Managing position risk

  • Position sizing: A common guideline is to limit any single stock position to around 2% or less of portfolio value to reduce single-issue risk.
  • Diversification: Spread positions across sectors and asset classes (e.g., equities, bonds) to lower idiosyncratic risk.
  • Stop-loss orders: Use stop-losses or other exit rules to limit downside on underperforming positions.
  • Be aware of systemic and overnight risk—holding positions through market closes can expose you to gap risk from news or events.
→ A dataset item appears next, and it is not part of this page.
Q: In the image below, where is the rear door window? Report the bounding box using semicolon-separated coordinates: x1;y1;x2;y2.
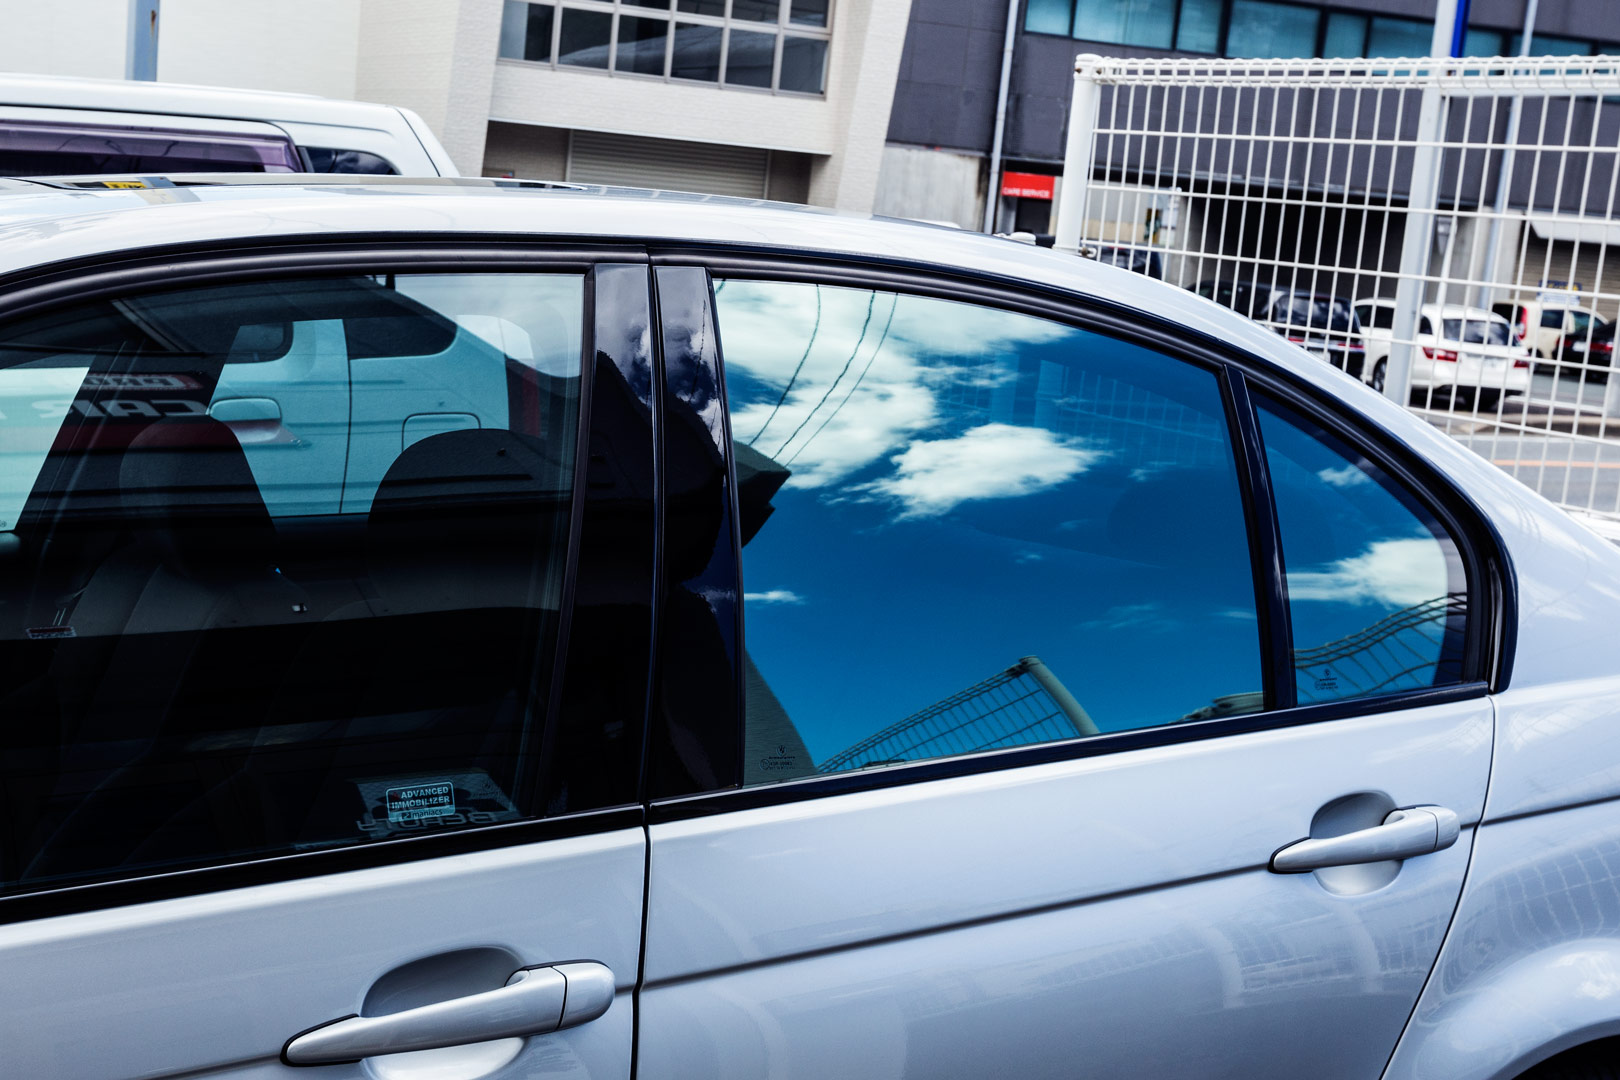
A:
713;279;1264;783
0;272;590;897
Day trading and short holding periods

  • Day traders and scalpers open and close positions within the same trading day (sometimes within seconds), aiming to avoid overnight exposure.
  • Day trading requires discipline, a clear plan, sufficient capital, and tolerance for high transaction frequency and risk.
  • If a day trader fails to close positions before the market close, they assume overnight market risk.

Closing positions

  • Closing a long position: sell the asset.
  • Closing a short position: buy back the borrowed shares (cover the short).
  • Closing eliminates market exposure from that trade.

Summary

An open position is any active trade that exposes an investor to market risk until it is closed. Effective management combines sensible position sizing, diversification, defined exit rules (such as stop-losses), and alignment of holding periods with trading objectives and risk tolerance.